The cost of rebuilding does not have to include the land cost, because you already own that. In some cases, the cost to replace your home is less or more than what you paid for it. Get an estimate based on what builders in your local area charge per square foot.
You want homeowner’s insurance that also protects you if there are any injuries on your property. Renter’s insurance is another type of property insurance, covering personal belongings and liability as well as additional living expenses for covered losses.
Life insurance pays a sum of cash that is often tax-free in the event of the policyholder’s death. The beneficiaries you name in your policy get that cash and use it to make up for income loss stemming from your death. Beneficiaries can also use a death benefit to cover end-of-life expenses.
There are two primary types of life insurance. The first is term life insurance. You might also see this called pure life insurance. This type of insurance provides protection to your loved ones if you die in a certain period. The policies usually last anywhere from 10 to 30 years, and then you can renew the policy or convert it to whole life insurance. You can also end it if you choose at that time. Whole life insurance is permanent life insurance, and it is available for your lifetime.
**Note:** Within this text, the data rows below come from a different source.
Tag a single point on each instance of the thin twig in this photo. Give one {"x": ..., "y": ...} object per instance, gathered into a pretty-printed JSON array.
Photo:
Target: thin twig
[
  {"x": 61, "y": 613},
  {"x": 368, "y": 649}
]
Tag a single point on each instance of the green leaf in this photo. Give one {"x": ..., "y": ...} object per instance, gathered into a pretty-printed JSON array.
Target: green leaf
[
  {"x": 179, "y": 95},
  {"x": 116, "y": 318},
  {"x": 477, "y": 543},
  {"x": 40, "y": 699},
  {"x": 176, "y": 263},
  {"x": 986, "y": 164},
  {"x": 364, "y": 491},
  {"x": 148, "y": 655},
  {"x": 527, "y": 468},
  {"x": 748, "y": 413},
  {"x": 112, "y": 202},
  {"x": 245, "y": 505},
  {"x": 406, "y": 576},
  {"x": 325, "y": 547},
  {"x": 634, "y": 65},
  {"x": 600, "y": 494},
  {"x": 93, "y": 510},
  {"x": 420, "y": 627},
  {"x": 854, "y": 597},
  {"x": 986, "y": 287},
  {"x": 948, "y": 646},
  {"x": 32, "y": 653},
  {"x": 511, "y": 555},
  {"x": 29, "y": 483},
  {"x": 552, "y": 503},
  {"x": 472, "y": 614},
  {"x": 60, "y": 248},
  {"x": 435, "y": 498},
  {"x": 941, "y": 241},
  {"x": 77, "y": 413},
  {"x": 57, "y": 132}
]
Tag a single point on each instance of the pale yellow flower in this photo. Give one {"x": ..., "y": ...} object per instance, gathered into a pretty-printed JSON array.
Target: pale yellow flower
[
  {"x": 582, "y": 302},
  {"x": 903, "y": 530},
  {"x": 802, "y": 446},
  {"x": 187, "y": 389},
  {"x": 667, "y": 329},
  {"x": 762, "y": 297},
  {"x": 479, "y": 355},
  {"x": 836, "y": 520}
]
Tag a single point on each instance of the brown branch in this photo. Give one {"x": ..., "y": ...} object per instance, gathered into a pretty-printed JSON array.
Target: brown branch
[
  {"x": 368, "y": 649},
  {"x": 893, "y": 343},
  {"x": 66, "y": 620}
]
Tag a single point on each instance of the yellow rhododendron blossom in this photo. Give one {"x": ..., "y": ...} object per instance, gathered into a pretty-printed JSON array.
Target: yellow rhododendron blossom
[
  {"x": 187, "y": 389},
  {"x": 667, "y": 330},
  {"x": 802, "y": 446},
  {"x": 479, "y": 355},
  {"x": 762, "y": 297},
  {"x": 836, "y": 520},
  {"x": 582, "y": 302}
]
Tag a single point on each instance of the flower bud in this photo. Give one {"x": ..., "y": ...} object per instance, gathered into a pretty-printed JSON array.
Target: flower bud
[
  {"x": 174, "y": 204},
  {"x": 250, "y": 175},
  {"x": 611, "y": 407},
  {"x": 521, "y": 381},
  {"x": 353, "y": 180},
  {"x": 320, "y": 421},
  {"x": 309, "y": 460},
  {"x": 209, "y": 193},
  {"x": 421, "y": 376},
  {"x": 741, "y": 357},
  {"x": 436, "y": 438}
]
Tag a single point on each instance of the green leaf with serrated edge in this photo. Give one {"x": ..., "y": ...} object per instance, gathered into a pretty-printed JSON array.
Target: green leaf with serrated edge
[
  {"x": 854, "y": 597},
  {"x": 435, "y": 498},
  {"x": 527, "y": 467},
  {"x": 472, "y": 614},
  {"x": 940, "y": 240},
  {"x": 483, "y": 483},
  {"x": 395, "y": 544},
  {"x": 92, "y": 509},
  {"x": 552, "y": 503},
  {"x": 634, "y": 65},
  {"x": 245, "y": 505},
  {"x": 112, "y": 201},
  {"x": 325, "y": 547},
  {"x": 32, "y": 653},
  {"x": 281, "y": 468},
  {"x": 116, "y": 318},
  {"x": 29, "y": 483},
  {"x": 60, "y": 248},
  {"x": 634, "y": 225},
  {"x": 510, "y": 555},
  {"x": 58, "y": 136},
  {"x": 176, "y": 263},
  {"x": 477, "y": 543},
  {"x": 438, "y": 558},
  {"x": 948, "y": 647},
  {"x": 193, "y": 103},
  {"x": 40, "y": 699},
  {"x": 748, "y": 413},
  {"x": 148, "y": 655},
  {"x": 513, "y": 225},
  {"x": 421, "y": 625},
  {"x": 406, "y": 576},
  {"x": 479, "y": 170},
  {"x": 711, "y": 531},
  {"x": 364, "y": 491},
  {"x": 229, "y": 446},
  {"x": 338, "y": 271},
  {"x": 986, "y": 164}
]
Term life insurance is preferable for many people. This is because it is easy to get and it is relatively affordable. As you get older, the price of life insurance premiums goes up.
If you get long-term care insurance, it helps to cover the costs of care, like nursing home care or moving to an assisted living facility. Sometimes long-term care insurance also has coverage for specific things like helping with basic daily tasks.
Finally, if you are a business owner, make sure you have business insurance. This protects you against property damage, lawsuits, thefts, and other situations that are risks of owning a business.
There are many different types of business insurance policies. One of the most basic and foundational is a business owner’s policy, combining the most important types of insurance for a small business. A business owner’s policy might include general liability coverage and commercial property insurance, for example. Then, if your company grows, you might add on to your insurance coverage.